Alıntı paylaşmak zor, çünkü uzun paragrafların, bazen sayfaların altını çizmişim. Yine de birkaç alıntı versem iyi olur sanırım.


“Bize göre esirlik, iradenin hususi, cüz’î bir varlığa bağlanarak onunla tatmin edilmesi, ve bu tatminle harap olması demektir.” (s.79)

“Vazife, ancak yapıldığı zaman bir hayır vaat ettiği takdirde hayırdan ayrılamayan bir mefhum olabilir.” (s.87)

"Zayıfın kuvvetliden yalvardığı adaletin, dağıtılıp verilen adaletin ötesinde, onu kurmuş olan ve basit bir müsaviliğin sınırlarını geçen bir hareket vardır. Çünkü adalet, kanun tarafından kurulmuş değildir, kanun onu ancak fertlere dağıtıcıdır.” (s.107)

“Eğer itikat başkalarına geçebilir olmasaydı, eğer daima doğmuş olduğu fertte kalsaydı, ne insan cemiyeti, ne de medeniyet olacaktı.” (s.141)

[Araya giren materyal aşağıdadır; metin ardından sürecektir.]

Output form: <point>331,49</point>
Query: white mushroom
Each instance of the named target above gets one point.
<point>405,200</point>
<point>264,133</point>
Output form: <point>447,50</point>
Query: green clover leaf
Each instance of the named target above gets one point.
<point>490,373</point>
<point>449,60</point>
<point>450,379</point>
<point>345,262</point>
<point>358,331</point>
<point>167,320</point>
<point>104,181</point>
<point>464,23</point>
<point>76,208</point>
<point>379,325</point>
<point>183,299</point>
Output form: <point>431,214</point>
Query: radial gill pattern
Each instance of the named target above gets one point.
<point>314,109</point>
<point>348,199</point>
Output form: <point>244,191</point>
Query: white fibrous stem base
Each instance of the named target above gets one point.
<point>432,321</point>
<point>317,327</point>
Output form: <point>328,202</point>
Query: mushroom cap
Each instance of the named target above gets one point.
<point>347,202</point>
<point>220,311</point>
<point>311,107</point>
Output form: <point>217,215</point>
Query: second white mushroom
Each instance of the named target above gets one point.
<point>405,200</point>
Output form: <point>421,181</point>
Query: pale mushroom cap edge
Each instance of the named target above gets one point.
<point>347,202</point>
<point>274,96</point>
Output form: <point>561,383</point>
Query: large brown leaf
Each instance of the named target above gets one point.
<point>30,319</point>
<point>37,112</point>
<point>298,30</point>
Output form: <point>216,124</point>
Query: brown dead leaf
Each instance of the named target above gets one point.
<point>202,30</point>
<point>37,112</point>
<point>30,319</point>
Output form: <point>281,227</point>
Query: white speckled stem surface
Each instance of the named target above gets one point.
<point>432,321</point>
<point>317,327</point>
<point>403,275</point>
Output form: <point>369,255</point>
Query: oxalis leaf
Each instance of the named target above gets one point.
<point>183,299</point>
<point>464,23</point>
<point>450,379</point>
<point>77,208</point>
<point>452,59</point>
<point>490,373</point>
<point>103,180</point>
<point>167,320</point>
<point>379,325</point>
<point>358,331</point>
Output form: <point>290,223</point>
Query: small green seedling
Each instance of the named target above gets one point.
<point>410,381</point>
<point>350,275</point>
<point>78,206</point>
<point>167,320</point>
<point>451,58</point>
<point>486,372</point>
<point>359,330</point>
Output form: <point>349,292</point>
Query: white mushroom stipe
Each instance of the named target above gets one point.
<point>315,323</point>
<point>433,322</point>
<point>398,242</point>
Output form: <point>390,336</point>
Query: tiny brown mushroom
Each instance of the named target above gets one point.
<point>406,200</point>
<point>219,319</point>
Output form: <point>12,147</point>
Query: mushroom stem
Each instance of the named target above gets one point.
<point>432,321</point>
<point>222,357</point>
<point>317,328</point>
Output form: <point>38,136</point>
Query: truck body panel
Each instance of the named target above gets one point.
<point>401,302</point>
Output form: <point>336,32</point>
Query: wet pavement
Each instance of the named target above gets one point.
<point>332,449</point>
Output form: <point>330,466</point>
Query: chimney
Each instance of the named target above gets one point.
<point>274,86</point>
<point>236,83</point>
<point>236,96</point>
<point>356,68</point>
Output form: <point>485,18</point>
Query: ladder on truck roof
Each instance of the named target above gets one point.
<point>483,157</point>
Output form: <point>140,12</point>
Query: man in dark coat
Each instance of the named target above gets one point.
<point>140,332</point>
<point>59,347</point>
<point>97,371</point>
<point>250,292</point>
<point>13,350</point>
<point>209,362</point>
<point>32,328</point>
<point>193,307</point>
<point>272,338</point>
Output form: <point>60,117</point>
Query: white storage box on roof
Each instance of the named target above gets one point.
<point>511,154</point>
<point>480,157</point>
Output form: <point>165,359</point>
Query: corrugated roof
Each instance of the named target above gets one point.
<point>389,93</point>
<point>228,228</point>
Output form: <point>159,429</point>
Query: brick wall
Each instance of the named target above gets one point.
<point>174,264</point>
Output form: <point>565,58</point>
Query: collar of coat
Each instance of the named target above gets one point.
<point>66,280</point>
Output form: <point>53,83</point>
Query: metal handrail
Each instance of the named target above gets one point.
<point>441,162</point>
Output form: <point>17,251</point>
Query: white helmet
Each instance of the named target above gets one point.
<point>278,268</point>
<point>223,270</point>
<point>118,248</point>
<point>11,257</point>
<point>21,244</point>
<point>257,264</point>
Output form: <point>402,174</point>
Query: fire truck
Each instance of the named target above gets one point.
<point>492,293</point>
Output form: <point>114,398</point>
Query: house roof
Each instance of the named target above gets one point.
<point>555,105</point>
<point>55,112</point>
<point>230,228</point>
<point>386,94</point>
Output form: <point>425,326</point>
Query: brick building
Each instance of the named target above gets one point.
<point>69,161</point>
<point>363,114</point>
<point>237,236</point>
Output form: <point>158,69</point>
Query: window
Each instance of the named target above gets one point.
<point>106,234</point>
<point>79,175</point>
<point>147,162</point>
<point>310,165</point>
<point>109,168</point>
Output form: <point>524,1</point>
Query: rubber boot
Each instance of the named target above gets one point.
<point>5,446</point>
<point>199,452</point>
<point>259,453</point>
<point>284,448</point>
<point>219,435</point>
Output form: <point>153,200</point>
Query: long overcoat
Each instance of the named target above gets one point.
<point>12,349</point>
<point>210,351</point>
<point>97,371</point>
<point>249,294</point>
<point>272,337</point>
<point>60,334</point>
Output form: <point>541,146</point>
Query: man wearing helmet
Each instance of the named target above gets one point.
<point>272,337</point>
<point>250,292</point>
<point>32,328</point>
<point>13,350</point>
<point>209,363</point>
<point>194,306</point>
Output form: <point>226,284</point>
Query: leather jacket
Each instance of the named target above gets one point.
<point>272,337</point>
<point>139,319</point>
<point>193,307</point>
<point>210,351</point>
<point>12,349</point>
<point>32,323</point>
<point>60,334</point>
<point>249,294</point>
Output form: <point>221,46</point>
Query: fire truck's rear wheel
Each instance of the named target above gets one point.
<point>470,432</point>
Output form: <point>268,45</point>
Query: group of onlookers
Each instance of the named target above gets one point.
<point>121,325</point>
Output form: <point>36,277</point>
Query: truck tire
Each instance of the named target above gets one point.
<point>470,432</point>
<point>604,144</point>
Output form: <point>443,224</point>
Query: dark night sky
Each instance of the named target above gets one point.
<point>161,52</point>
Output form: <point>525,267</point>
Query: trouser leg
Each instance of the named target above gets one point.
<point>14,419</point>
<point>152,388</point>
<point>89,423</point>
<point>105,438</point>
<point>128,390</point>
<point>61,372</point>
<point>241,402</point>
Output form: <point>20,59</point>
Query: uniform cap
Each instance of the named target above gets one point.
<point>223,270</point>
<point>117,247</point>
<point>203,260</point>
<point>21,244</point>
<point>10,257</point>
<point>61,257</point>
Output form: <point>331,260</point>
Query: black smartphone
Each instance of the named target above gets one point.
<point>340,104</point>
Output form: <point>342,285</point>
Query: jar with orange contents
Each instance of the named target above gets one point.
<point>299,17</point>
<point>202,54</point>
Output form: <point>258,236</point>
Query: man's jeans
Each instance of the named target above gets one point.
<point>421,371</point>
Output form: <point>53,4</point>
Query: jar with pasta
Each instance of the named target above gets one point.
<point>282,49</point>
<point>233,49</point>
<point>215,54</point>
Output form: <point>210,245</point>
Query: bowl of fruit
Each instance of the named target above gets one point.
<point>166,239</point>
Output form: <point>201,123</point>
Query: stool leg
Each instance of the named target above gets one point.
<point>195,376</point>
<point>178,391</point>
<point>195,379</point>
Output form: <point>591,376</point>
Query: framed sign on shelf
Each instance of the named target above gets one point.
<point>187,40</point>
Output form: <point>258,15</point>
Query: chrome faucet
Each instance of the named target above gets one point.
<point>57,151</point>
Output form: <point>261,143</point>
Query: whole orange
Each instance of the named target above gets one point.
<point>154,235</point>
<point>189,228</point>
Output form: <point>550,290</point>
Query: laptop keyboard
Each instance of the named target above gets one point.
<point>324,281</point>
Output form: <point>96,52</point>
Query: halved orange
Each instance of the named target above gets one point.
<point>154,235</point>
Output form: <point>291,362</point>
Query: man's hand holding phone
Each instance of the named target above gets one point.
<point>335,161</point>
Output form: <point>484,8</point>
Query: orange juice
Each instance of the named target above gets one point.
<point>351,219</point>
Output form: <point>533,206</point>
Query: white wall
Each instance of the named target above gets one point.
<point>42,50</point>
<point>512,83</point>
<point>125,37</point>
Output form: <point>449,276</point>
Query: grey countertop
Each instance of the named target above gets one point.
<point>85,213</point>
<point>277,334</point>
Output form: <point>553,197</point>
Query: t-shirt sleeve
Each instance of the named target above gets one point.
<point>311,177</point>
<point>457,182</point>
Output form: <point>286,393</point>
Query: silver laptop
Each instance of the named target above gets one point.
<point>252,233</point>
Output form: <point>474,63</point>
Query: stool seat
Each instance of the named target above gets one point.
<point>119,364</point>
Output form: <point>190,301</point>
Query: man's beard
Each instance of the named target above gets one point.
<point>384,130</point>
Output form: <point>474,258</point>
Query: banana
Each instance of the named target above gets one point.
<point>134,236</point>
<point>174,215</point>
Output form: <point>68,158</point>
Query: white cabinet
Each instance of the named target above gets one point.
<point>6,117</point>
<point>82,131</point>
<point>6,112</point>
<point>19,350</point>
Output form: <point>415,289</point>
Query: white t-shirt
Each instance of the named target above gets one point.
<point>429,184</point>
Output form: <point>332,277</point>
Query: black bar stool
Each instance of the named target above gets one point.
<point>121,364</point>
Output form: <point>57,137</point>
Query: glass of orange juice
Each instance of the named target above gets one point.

“İtikadın âleme yayılabilmesi ancak taklit ile kâbil oluyor. Hakikatte taklit edilen bir itikattır.” (s.141)

“Sanat insandadır, eşyada değildir. Sanatın özü eşyanın insan tarafından görünüşünde, yani sezgide değil, belki insanın tâ kendisinde, insan iradesinin derin ve aşkın hareketinde barınmaktadır.” (s.157)

“Çile dolduranda görülen ruh hastalıkları çok kere sanatkârda görülen hastalıklarla aynı karakterleri taşırlar.” (s.166)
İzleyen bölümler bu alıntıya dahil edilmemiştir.